Venice stands on ten million wooden pilings driven into the lagoon mud in the fifth century. The pilings are alder and oak and the alder and oak were cut from the forests of Slovenia and floated down the rivers to the lagoon. The pilings were driven into the mud by hand by teams of men who lifted a weight on a rope and dropped it onto the top of the log and the dropping the weight onto the log drove the log into the mud. Ten million pilings. Each piling ten to fifteen feet long. The pilings do not rot because the mud of the Venetian lagoon has no oxygen and the having no oxygen means the bacteria that cause rot cannot survive. The pilings have been underwater for fifteen hundred years and the being underwater for fifteen hundred years means the wood has mineralized. The wood has become stone. Venice stands on a forest that turned to stone beneath the water.

The Empire State Building stands on two hundred and ten steel pilings driven to bedrock fifty five feet below the street. The pilings are steel H-beams and the H-beams were driven by steam-powered pile drivers that struck the beam with a force of thirty thousand pounds per blow. The bedrock beneath midtown Manhattan is Manhattan schist and the Manhattan schist is four hundred and fifty million years old. The pilings reach the schist and the reaching the schist means the weight of the building passes through the pilings to the rock and the passing to the rock means the building does not settle. The Empire State Building weighs three hundred and sixty five thousand tons and the three hundred and sixty five thousand tons sits on two hundred and ten pilings that transfer the weight to rock that has been there since before the dinosaurs.

The pile driver is one of the oldest machines in construction. The Romans drove pilings for bridges using a machine called a fistuca which was a weight lifted by ropes and pulleys and dropped onto the pile. The medieval pile driver added a winch. The steam pile driver was invented in eighteen forty five by James Nasmyth who also invented the steam hammer and the inventing the steam hammer meant Nasmyth understood the power of a falling weight driven by steam. The diesel pile driver replaced the steam driver in the nineteen twenties. The hydraulic driver replaced the diesel in the nineteen sixties. The vibratory driver shakes the pile into the ground instead of hammering it and the shaking instead of hammering is quieter and faster but only works in soft ground. In hard ground you still need the hammer. In hard ground the only way down is force.

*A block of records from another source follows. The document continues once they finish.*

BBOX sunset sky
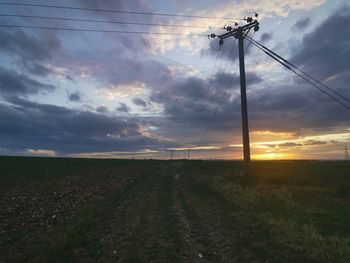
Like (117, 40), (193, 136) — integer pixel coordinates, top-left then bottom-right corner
(0, 0), (350, 159)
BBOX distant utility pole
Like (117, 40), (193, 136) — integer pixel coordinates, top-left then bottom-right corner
(209, 14), (259, 172)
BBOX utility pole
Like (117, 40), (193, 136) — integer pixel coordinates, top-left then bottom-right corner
(208, 14), (259, 173)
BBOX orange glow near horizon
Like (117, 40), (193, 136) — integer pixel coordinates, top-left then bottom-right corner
(252, 152), (295, 160)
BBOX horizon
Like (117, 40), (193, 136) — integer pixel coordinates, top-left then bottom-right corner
(0, 0), (350, 161)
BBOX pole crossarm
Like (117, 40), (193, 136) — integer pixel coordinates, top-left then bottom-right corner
(216, 21), (259, 39)
(208, 14), (259, 171)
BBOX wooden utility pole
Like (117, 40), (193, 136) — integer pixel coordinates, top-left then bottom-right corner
(209, 14), (259, 173)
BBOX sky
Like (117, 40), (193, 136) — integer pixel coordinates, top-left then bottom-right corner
(0, 0), (350, 159)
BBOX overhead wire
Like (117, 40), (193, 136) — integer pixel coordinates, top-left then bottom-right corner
(247, 36), (350, 103)
(247, 38), (350, 110)
(0, 14), (213, 29)
(0, 2), (238, 20)
(0, 24), (207, 37)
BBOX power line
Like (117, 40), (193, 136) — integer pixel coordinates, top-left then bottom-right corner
(247, 38), (350, 110)
(0, 24), (207, 37)
(0, 14), (213, 29)
(0, 2), (232, 20)
(247, 36), (350, 103)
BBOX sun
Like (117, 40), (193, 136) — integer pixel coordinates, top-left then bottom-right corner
(252, 153), (291, 160)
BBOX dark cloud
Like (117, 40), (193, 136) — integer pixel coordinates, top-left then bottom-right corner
(0, 97), (174, 154)
(68, 91), (81, 102)
(291, 7), (350, 80)
(260, 33), (272, 42)
(0, 68), (55, 97)
(18, 61), (53, 77)
(116, 103), (130, 113)
(96, 106), (108, 113)
(292, 17), (311, 32)
(132, 98), (147, 107)
(0, 29), (61, 63)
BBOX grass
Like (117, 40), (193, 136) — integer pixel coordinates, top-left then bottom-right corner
(0, 157), (350, 262)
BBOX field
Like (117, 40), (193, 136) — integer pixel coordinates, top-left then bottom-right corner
(0, 157), (350, 263)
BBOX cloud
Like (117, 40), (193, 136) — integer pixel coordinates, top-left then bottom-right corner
(68, 91), (81, 102)
(96, 106), (108, 113)
(132, 98), (147, 107)
(292, 17), (311, 31)
(291, 6), (350, 80)
(116, 103), (130, 113)
(0, 29), (62, 62)
(0, 68), (55, 97)
(260, 33), (272, 43)
(0, 98), (176, 155)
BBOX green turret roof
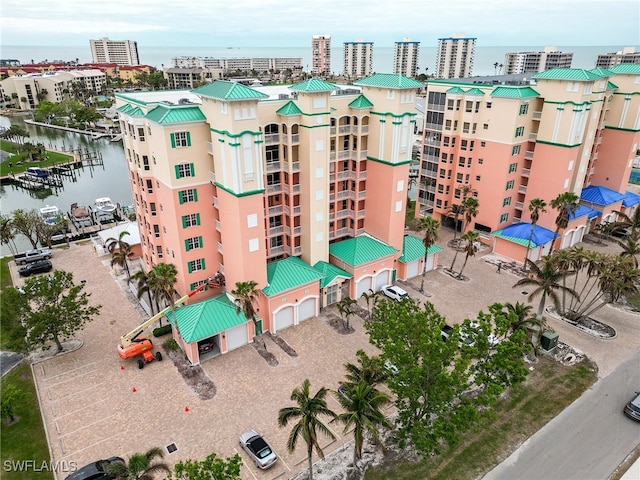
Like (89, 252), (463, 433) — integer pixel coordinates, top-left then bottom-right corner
(192, 80), (269, 101)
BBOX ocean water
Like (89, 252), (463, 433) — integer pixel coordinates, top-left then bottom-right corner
(0, 41), (640, 76)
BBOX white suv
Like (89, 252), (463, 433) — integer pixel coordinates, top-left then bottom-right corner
(380, 285), (409, 302)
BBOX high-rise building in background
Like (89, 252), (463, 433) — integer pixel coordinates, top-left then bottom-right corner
(416, 65), (640, 263)
(311, 35), (331, 75)
(498, 47), (573, 75)
(342, 39), (373, 79)
(596, 47), (640, 68)
(436, 35), (476, 78)
(393, 37), (420, 78)
(89, 37), (140, 65)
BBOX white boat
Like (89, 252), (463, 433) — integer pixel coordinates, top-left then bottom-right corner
(93, 197), (116, 213)
(40, 205), (62, 225)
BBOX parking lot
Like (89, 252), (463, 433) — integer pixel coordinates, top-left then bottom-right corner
(12, 231), (640, 479)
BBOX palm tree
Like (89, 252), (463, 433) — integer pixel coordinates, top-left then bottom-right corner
(513, 256), (578, 320)
(231, 280), (260, 327)
(417, 217), (440, 293)
(524, 198), (547, 272)
(108, 447), (171, 480)
(278, 379), (338, 480)
(336, 381), (392, 464)
(549, 192), (580, 254)
(458, 230), (480, 278)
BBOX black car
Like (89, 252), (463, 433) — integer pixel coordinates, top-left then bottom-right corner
(65, 457), (124, 480)
(18, 260), (53, 277)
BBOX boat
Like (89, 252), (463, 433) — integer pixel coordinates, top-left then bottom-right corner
(24, 167), (49, 180)
(40, 205), (62, 225)
(93, 197), (116, 213)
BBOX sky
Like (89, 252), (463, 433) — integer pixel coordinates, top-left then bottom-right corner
(0, 0), (640, 47)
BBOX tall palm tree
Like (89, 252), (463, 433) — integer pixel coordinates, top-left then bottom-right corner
(524, 198), (547, 272)
(336, 381), (392, 464)
(417, 217), (440, 293)
(513, 256), (578, 320)
(278, 379), (338, 480)
(458, 230), (480, 278)
(108, 447), (171, 480)
(231, 280), (260, 326)
(549, 192), (580, 254)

You stand at the construction site and the pile driver works. The hammer rises. The hammer falls. The sound is the deep percussive thud that you feel in your chest before you hear in your ears. The piling sinks. An inch. Another inch. The men watch the marks on the pile to track the penetration and the tracking the penetration is the measurement and the measurement tells the engineer when the piling has reached the bearing stratum. The piling. The tooth in the earth. The ten million logs beneath Venice. The two hundred and ten H-beams under the Empire State. The Roman fistuca. The steam hammer. The sound you feel. The building starts here. Not at the first floor. Not at the foundation. The building starts at the piling. The building starts at the moment the steel meets the earth and the earth begins to hold.